Automatic learning is deliberately conservative. It does not rely on the classifier’s own probabilistic output alone, but instead uses strong external signals and contextual information to determine whether a message should be treated as spam or ham. These signals include user-specific trust relationships, conversational context, and infrastructure-level indicators such as spam traps and DNS block lists. Only when these conditions are met is a message promoted to a training sample and incorporated into the model.

Address books

Stalwart also uses user-specific context to correct misclassifications. If a message is classified as spam but the sender is present in the recipient’s address book, the system treats this as strong evidence that the message is legitimate. In this case, the message is automatically added as a ham training sample.

This mechanism allows the classifier to quickly adjust to trusted correspondents and reduces repeated false positives for known senders. Because address book entries are curated by users, they provide a high-confidence signal that complements statistical inference.

Sent message threads

A further automatic learning rule applies to message threads. If a message is classified as spam but belongs to a conversation thread that contains messages in the recipient’s Sent Items folder, Stalwart interprets this as a reply to a message the user previously sent. Such messages are highly likely to be legitimate.

When this condition is met, the message is automatically added as a ham training sample. This helps the classifier learn conversational patterns and prevents false positives in ongoing exchanges, particularly in cases where replies contain short or atypical content that might otherwise resemble spam.

Spam traps

Stalwart can automatically learn spam from messages delivered to administrator-defined spam traps, also known as honey pots. Spam traps are addresses that are not used for legitimate communication and are intended solely to attract unsolicited messages. Any message received by such an address is assumed to be spam with a high degree of confidence.

Messages sent to spam traps are automatically added as spam training samples. This mechanism provides a reliable source of high-quality spam data and allows the classifier to learn about new spam campaigns early, often before they reach regular users.

DNS block lists

Another source of automatic spam learning is DNS-based block lists. When a message originates from a sender domain or IP address that is listed in multiple DNS block lists, this is treated as strong evidence of spam activity. By default, Stalwart requires the sender to be listed in at least two block lists before this condition is satisfied, although this threshold is configurable.

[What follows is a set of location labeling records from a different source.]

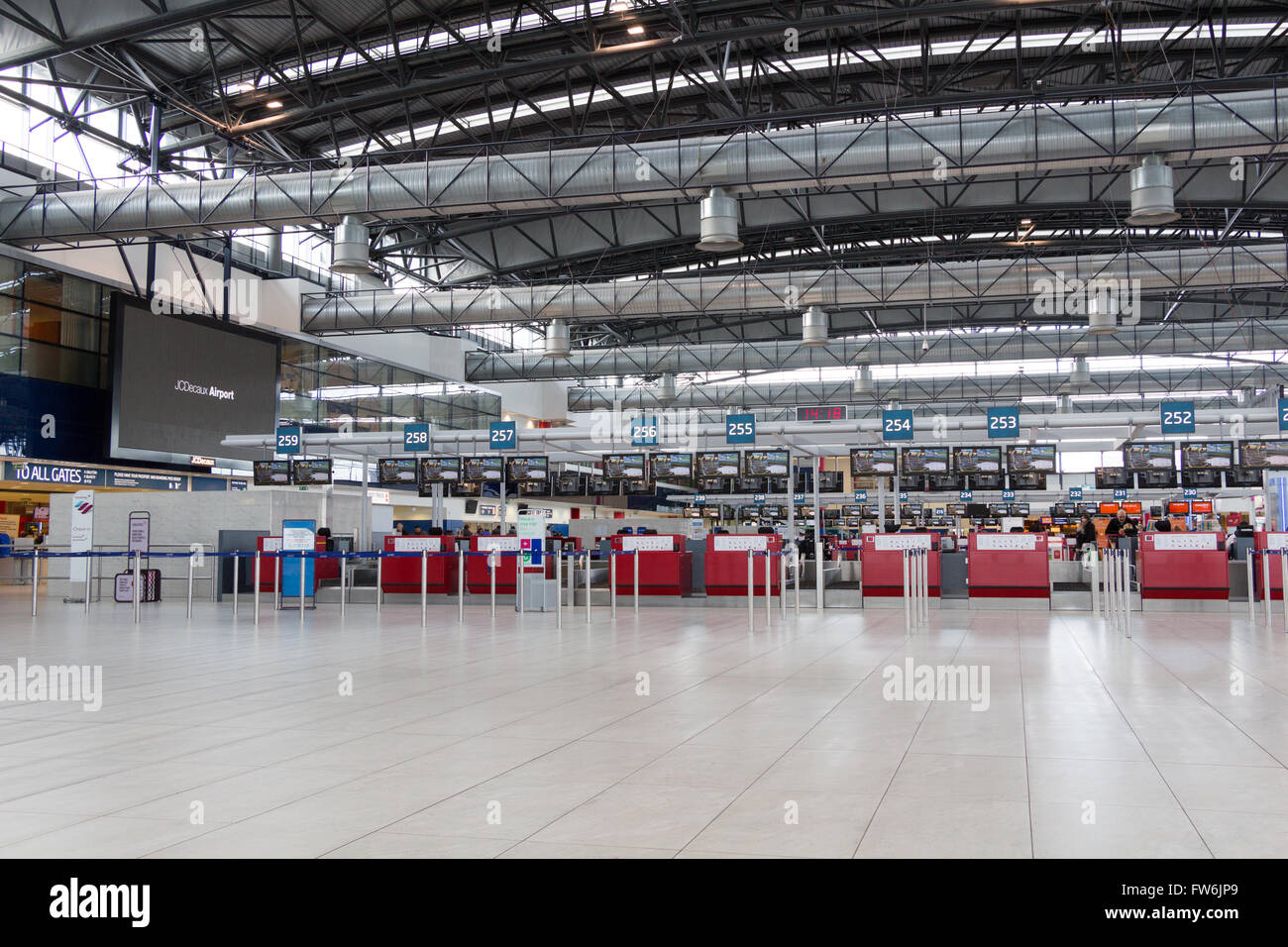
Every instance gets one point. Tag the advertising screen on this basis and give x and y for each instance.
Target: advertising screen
(180, 384)
(767, 463)
(978, 459)
(1030, 458)
(1263, 454)
(719, 463)
(867, 462)
(485, 467)
(925, 459)
(393, 471)
(439, 470)
(1149, 455)
(1206, 455)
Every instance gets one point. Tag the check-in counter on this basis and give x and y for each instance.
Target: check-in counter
(1183, 566)
(666, 567)
(1270, 540)
(477, 578)
(883, 562)
(1008, 565)
(400, 574)
(726, 564)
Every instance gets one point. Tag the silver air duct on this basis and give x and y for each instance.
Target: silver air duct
(1028, 141)
(1153, 196)
(719, 223)
(349, 252)
(814, 325)
(558, 341)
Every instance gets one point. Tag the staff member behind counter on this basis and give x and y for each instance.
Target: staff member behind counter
(1122, 525)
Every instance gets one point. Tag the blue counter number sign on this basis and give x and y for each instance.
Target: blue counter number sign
(502, 436)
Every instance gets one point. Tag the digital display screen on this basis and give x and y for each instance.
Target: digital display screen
(305, 472)
(767, 463)
(671, 466)
(719, 463)
(531, 468)
(1206, 455)
(822, 412)
(181, 384)
(1030, 458)
(925, 459)
(271, 474)
(1149, 455)
(872, 460)
(978, 459)
(485, 467)
(439, 470)
(391, 471)
(1263, 454)
(623, 467)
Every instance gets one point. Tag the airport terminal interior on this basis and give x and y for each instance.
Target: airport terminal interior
(643, 429)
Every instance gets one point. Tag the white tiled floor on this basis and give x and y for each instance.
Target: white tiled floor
(510, 738)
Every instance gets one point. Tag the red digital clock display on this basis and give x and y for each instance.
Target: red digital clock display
(822, 412)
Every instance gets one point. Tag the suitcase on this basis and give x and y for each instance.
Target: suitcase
(151, 590)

When the requirement is met, the message is automatically added as a spam training sample. Using multiple block list confirmations reduces the risk of false positives and ensures that only well-established spam sources contribute to automatic learning.

Configuration

The following configuration options are available for the spam classifier’s automatic learning process:

  • spam-filter.classifier.auto-learn.spam-rbl-count: Specifies the minimum number of DNS block lists that must list the sender’s domain or IP address for a message to be automatically treated as spam for training purposes. The default value is 2.
  • spam-filter.classifier.auto-learn.spam-trap: When set to true, messages delivered to administrator-defined spam trap addresses are automatically added as spam training samples. The default value is true.
  • spam-filter.card-is-ham.learn: When set to true, messages from senders in the recipient’s address book that are classified as spam are automatically added as ham training samples. The default value is true.
  • spam-filter.trusted-reply.learn: When set to true, messages classified as spam that belong to threads containing messages in the recipient’s Sent Items folder are automatically added as ham training samples. The default value is true.

Example:

[spam-filter.classifier.auto-learn]
spam-rbl-count = 2
spam-trap = true

[spam-filter.card-is-ham]
learn = true

[spam-filter.trusted-reply]
learn = true